Which of the following formulas correctly shows the relation between the force acting on an object, the torque that the force produces, and the perpendicular distance of the force from the point that the object rotates around? 1) 𝑇 is equal to 𝐹 multiplied by 𝑑, 2) 𝑇 is equal to 𝑑 divided by 𝐹, 3) 𝑇 is equal to 𝐹 divided by 𝑑, 4) 𝑇 is equal to 𝐹 plus 𝑑, 5) 𝑇 is equal to 𝐹 minus 𝑑.
Okay, so in this question, we’re trying to find the correct relation between the force acting on an object, the torque that the force produces, and the perpendicular distance of the force from the point that the object rotates around. Now, this is best illustrated by considering an example.
So let’s think about something like a plank. So let’s say that this is a plank and it’s resting on a fulcrum at the middle of the plank. Now, let’s say that we exert a force on the end of the plank. We’ll call this force 𝐹. And we can say that the force is at distance 𝑑 from the fulcrum. Now, this distance is the perpendicular distance between the force and the fulcrum because as we can see the angle between the direction in which the distance is measured and the direction of the force is 90 degrees. So they’re perpendicular to each other.

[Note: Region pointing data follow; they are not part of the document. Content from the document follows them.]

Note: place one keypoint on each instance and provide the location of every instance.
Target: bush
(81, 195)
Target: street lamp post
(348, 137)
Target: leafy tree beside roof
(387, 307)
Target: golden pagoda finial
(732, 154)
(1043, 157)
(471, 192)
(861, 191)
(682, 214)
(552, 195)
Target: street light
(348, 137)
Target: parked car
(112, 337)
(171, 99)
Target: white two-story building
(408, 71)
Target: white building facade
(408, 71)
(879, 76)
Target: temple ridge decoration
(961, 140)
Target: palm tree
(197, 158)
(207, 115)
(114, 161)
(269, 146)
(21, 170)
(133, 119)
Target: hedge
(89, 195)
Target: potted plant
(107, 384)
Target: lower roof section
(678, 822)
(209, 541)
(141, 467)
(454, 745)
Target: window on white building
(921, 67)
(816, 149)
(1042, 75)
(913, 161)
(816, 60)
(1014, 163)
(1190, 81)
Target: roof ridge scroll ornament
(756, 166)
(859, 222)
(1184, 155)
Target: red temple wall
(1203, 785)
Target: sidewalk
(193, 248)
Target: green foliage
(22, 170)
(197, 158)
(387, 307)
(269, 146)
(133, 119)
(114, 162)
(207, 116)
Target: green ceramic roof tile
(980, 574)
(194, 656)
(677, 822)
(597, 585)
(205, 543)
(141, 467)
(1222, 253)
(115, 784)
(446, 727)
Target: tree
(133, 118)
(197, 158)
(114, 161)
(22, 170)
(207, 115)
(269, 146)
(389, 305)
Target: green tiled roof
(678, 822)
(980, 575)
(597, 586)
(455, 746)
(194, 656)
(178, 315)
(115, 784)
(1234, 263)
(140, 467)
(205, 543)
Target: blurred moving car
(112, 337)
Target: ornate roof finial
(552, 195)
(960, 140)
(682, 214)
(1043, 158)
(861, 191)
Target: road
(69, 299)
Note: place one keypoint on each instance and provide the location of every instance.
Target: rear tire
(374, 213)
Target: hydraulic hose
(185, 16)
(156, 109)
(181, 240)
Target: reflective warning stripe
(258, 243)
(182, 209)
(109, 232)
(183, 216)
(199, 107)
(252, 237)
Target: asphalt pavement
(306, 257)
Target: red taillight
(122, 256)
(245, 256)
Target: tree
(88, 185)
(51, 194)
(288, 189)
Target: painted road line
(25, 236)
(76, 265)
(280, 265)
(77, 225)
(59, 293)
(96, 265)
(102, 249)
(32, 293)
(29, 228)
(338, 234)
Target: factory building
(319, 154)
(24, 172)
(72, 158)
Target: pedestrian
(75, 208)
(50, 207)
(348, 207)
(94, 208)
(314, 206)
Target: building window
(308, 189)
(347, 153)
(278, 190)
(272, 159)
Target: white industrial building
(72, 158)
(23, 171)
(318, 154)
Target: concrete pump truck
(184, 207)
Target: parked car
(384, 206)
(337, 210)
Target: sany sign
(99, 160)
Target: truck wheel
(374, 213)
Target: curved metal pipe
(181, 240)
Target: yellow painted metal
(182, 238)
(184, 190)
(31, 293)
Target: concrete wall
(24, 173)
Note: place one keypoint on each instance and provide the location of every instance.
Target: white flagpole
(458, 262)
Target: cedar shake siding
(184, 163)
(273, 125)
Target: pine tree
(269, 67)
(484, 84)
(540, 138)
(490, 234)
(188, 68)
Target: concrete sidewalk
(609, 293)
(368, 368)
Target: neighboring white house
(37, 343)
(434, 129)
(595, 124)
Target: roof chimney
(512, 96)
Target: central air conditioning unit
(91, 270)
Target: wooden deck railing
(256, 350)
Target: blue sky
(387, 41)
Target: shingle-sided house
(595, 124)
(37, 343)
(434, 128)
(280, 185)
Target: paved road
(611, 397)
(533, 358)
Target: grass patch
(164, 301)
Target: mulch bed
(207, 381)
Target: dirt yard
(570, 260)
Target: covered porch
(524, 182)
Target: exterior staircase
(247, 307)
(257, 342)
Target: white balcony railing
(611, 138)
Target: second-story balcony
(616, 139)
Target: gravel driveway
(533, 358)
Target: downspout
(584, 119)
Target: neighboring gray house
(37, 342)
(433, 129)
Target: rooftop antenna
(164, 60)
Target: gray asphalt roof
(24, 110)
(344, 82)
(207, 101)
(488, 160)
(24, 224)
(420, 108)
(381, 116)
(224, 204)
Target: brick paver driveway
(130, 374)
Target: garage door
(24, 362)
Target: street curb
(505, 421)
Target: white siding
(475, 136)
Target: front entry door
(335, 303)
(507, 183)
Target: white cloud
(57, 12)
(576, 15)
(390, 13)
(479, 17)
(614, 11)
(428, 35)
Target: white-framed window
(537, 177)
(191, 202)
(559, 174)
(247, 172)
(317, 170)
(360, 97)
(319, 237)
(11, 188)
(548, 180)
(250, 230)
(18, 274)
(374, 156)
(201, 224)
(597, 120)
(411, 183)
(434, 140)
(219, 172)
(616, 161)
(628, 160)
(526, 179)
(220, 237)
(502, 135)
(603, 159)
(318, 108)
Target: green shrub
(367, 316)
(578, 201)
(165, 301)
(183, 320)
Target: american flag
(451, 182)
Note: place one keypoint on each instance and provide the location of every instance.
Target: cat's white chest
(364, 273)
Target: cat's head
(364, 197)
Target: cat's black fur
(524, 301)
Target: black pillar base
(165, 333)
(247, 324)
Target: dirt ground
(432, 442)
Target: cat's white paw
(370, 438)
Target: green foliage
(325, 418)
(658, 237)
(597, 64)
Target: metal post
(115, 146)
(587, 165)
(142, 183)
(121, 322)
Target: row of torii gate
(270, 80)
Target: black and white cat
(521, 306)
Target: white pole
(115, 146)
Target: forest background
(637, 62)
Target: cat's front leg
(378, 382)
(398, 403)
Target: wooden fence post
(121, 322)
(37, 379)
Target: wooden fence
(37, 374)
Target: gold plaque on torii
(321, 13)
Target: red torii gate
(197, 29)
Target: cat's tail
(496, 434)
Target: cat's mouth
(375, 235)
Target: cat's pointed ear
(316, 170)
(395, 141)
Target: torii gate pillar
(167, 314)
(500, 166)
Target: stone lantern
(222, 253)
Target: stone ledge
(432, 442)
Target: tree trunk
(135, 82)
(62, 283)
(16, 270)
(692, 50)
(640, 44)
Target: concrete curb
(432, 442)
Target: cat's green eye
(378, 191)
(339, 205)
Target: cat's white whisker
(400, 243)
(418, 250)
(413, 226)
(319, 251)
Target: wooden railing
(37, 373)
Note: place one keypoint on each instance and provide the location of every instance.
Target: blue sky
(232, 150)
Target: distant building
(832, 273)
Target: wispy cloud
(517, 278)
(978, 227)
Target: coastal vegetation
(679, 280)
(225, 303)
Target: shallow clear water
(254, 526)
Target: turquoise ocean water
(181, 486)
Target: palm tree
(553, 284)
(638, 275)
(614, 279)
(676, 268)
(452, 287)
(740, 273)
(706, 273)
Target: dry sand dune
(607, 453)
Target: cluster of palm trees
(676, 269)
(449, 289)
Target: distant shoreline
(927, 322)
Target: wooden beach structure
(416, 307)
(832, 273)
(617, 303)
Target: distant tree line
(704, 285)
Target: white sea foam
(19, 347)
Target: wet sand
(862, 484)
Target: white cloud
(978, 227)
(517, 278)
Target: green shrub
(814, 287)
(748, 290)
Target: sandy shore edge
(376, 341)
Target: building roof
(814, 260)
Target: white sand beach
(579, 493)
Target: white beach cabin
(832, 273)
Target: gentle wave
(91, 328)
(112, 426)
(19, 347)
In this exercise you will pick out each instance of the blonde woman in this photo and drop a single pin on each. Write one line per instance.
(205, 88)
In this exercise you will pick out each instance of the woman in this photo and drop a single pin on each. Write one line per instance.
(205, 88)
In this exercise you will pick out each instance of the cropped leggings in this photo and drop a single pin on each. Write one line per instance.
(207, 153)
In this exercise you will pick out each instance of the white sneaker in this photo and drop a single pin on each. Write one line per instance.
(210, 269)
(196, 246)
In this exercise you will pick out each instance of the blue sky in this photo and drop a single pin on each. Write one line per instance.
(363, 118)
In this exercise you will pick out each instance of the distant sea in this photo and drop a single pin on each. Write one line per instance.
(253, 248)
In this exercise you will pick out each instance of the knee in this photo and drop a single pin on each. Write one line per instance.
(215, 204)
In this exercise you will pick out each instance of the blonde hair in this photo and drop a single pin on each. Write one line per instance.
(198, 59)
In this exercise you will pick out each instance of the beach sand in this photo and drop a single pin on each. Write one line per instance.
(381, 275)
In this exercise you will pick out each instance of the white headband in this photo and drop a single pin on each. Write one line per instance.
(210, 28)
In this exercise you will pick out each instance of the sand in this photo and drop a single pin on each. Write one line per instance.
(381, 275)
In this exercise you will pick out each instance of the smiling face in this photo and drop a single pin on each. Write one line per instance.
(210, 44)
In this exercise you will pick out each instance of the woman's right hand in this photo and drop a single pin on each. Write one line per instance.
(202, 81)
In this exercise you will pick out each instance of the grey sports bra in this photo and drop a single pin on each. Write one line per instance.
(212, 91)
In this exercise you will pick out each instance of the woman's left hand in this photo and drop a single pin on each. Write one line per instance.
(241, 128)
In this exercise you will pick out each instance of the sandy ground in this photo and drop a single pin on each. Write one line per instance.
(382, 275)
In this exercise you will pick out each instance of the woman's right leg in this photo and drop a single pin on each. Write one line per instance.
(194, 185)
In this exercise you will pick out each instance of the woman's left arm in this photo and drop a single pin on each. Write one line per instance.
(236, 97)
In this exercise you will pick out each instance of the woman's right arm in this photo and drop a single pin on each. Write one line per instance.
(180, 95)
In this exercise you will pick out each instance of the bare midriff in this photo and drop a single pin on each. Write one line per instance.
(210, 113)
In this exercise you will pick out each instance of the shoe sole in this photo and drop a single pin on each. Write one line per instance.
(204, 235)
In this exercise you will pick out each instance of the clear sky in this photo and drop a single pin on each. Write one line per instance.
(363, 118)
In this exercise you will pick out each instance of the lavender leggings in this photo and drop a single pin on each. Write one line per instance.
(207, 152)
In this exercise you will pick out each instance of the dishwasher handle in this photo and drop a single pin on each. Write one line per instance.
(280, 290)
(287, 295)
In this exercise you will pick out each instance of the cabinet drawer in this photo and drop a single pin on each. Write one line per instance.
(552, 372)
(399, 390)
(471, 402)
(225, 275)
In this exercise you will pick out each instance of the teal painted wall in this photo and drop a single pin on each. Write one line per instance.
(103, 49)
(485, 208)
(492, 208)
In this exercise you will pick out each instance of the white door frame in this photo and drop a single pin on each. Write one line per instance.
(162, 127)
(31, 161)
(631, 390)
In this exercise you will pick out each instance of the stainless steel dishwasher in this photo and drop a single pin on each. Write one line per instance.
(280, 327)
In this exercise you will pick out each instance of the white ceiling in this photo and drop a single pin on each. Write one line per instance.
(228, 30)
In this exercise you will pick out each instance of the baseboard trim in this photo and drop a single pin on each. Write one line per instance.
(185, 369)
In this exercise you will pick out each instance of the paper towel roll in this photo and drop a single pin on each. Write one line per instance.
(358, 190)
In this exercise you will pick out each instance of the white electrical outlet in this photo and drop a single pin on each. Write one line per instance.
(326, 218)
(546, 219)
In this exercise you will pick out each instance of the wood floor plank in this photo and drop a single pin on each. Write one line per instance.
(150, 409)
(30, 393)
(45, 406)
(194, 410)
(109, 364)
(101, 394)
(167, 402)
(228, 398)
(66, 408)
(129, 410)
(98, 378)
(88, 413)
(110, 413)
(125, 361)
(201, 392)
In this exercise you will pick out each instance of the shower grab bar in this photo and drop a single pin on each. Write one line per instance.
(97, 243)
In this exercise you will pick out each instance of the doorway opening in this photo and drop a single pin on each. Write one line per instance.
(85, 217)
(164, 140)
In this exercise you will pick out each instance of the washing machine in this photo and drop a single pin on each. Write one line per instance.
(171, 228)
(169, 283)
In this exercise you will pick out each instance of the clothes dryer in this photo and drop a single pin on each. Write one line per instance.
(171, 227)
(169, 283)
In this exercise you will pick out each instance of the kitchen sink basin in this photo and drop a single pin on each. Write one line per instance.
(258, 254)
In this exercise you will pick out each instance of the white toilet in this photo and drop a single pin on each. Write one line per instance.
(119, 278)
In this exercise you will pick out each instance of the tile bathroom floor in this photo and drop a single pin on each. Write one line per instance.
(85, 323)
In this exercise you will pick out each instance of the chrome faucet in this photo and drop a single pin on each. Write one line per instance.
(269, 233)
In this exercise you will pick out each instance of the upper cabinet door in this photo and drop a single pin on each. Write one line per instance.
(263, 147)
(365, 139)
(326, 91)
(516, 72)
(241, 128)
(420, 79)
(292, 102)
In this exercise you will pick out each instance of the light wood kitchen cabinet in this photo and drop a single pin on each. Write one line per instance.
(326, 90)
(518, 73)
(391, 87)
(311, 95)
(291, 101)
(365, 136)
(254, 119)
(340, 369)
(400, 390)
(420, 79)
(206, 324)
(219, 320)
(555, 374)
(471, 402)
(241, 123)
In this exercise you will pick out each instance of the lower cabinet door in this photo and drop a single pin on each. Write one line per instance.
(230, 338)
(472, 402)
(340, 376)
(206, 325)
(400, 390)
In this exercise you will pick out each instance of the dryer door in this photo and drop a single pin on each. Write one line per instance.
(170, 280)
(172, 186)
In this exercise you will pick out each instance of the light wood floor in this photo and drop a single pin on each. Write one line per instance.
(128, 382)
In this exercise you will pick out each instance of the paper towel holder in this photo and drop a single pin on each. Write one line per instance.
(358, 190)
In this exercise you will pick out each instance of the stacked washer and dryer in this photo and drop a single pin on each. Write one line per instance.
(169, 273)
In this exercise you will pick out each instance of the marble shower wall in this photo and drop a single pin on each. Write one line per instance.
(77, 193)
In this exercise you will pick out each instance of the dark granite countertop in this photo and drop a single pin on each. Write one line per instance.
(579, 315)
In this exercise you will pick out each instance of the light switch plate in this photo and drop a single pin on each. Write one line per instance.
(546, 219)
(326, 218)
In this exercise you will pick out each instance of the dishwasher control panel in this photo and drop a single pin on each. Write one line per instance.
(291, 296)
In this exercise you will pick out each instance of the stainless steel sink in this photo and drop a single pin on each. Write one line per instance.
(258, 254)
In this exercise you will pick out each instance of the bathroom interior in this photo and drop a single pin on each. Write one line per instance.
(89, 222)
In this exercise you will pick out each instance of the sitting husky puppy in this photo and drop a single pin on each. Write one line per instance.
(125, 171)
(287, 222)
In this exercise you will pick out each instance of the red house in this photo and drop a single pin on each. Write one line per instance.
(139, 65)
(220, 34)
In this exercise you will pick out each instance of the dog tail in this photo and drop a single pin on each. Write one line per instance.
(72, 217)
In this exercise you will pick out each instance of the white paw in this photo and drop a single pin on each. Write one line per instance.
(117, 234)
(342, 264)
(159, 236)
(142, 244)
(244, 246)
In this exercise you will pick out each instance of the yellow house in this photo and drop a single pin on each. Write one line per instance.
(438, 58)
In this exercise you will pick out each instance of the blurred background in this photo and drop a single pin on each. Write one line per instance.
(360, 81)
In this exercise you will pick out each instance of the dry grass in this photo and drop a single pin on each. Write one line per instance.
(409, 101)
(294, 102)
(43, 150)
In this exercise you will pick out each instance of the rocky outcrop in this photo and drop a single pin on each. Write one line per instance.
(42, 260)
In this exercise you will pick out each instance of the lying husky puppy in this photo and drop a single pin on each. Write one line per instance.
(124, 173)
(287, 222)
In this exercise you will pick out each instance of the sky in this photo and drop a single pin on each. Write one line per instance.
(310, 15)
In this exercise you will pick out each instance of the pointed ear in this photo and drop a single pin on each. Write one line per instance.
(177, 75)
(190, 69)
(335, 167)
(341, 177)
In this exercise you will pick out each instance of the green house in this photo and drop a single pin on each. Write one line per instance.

Now, let’s also remember that torque is the turning or rotational force on an object. In other words, the larger the torque that we put on the object, the quicker it will turn about its fulcrum. And we need to relate this torque to the force applied 𝐹 and the perpendicular distance 𝑑.
Let’s first consider the force then. If we’re at certain distance 𝑑 away from the fulcrum and if we want to make our plank turn more quickly, then we exert a larger force. Therefore, the torque 𝑇 or turning force is directly proportional to the force 𝐹 that we apply because once again the larger the force that we apply, the larger the torque because it’s gonna turn more quickly.
Now, let’s consider the distance 𝑑. Let’s say that we can only exert a certain force 𝐹 on the plank. Well, if we’ve only got the force 𝐹 to work with, then what we can do is to increase the distance 𝑑 away from the fulcrum in order for the plank to turn more quickly about the fulcrum. This is why spanners are such a useful tool. They help us exert a larger turning force on nuts around the bolts.
In other words, let’s say that we have this nut here and we’re trying to turn it clockwise so that we can tighten it. Now, we’re trying to do this with our hands. But it’s really difficult to do. Our hands can only exert a certain force, but the turning force that they exert is not large enough. So what do we do? We use a spanner. A spanner allows us to use that same force that we could exert with our hands, but apply it at larger distance away from the nut. Because remember earlier, we were turning the nut with our hands. So we were applying the force here. And now, we’re applying that force here. So now, the perpendicular distance is increased and hence the turning force is increased.
Therefore, we can say that the torque applied is also directly proportional to the perpendicular distance. In other words, the larger the force you apply, the larger the torque and also the larger the perpendicular distance, the larger the torque. And in fact, in this case, the constant of proportionality in both cases is just one. And we find that the relationship between torque, force, and perpendicular distance is that 𝑇 is equal to 𝐹 multiplied by 𝑑.
Now, this makes sense. If you increase the force, you increase the torque. And also if you increase the perpendicular distance, again you increase the torque. And hence, our final answer is that option one gives us the correct relation between torque, force, and distance.
The torque is equal to the force exerted multiplied by the perpendicular distance of the force from the point that the object rotates around.